The third part of the main functions of the product
The main functions of face access control products include face imaging acquisition, face image feature extraction and face library comparison management, alarm linkage data analysis several functional modules. Each functional module involves different business characteristics.
Face imaging acquisition
Different face images are obtained through camera lens acquisition, such as static images, dynamic images, different positions, different expressions, etc. When the acquisition object is within the shooting range of the device, the acquisition device will automatically search and shoot the face image. The main factors that affect face imaging acquisition are the performance indicators of the camera and factors such as camera installation and deployment location. Typically face imaging acquisition involves the following factors.

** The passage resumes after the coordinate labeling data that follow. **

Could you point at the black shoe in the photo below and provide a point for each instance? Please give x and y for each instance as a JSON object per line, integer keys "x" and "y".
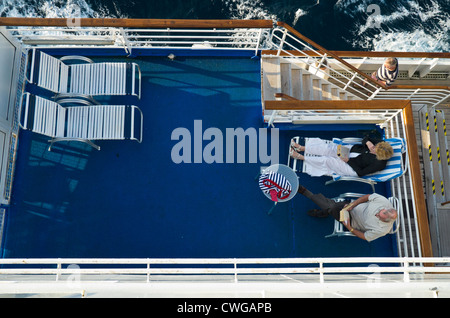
{"x": 318, "y": 213}
{"x": 301, "y": 189}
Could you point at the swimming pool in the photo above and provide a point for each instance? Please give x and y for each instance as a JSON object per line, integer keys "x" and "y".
{"x": 133, "y": 200}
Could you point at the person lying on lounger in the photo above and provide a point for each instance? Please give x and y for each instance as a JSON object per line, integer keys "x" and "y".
{"x": 322, "y": 157}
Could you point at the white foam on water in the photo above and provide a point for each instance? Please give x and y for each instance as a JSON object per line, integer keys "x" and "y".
{"x": 50, "y": 9}
{"x": 412, "y": 26}
{"x": 248, "y": 9}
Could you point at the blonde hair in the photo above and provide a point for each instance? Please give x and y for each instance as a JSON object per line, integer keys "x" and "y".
{"x": 392, "y": 61}
{"x": 384, "y": 151}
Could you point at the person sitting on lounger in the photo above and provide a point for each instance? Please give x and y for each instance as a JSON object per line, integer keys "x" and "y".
{"x": 371, "y": 216}
{"x": 322, "y": 157}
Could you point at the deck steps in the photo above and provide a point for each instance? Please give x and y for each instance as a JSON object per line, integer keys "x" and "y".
{"x": 436, "y": 167}
{"x": 293, "y": 78}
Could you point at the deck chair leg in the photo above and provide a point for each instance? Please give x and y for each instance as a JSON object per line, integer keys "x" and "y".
{"x": 90, "y": 143}
{"x": 271, "y": 209}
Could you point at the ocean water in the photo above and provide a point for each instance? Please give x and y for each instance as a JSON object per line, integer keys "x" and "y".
{"x": 382, "y": 25}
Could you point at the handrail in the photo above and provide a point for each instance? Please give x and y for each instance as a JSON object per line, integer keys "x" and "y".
{"x": 136, "y": 23}
{"x": 329, "y": 53}
{"x": 442, "y": 55}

A face image that is too small will affect the recognition effect and a face image that is too large will affect the recognition speed. The image size is to some extent the distance of the face from the camera in practical application scenarios.
Image resolution. The lower the image resolution, the more difficult to recognize. Image size integrated image resolution, directly affect the camera recognition distance.
Camera imaging requires a certain range of light, overexposure or too dark lighting environment will affect the face recognition effect. This is one of the most important factors affecting face recognition. Usually, natural and external artificial light can be used to solve the lighting problem.
The movement of the face relative to the camera will often produce motion blur, resulting in affecting the detection and recognition effect.
Images with no occlusion of the five senses and clear face edges are the best. In the actual scene, many faces are obscured by hats, glasses, masks and other occlusions.
Acquisition angle. The angle of the face for the camera is best for the front face. But the actual scene is often difficult to capture a positive face, will involve the face and the camera between how much angle suitable for face acquisition.
Several parameters of the camera imaging
1. Camera imaging resolution
The camera for portrait acquisition is usually divided into USB cameras, MIPI cameras and web cameras. Among them, USB and MIPI usually transmits uncompressed video data is generally used for close transmission within the device, the network camera usually transmits compressed video data can be used for long-distance transmission between devices. The following is an example of a webcam to describe the imaging resolution of the camera.
720P actually refers to the resolution 1280 x 720 pixels. The calculation is 1280 x 720 = 921600 pixels, 720p or 720i is the megapixel resolution, usually refers to a million network cameras. 720P default image bitstream per channel is 3M, the specific rate and the ratio of video compression is also highly relevant.
960P actually refers to the resolution 1280×960 pixels. Calculation is 1280 × 960 = 1228800 pixels, generally called 960p or 960i for 1.3 megapixel resolution, usually refers to the 1.3 megapixel camera. 960P default image bitstream per channel is 4M, the specific rate and the ratio of video compression is also highly relevant.
1080P actually refers to the resolution of 1920 × 1080 pixels. Calculation is 1920 × 1080 = 2073600 pixels, generally called 1080p or 1080i for 2 megapixel resolution, usually refers to the 2 megapixel camera. 1080P default image bitstream per channel is 5M, the specific rate and the ratio of video compression is also highly relevant.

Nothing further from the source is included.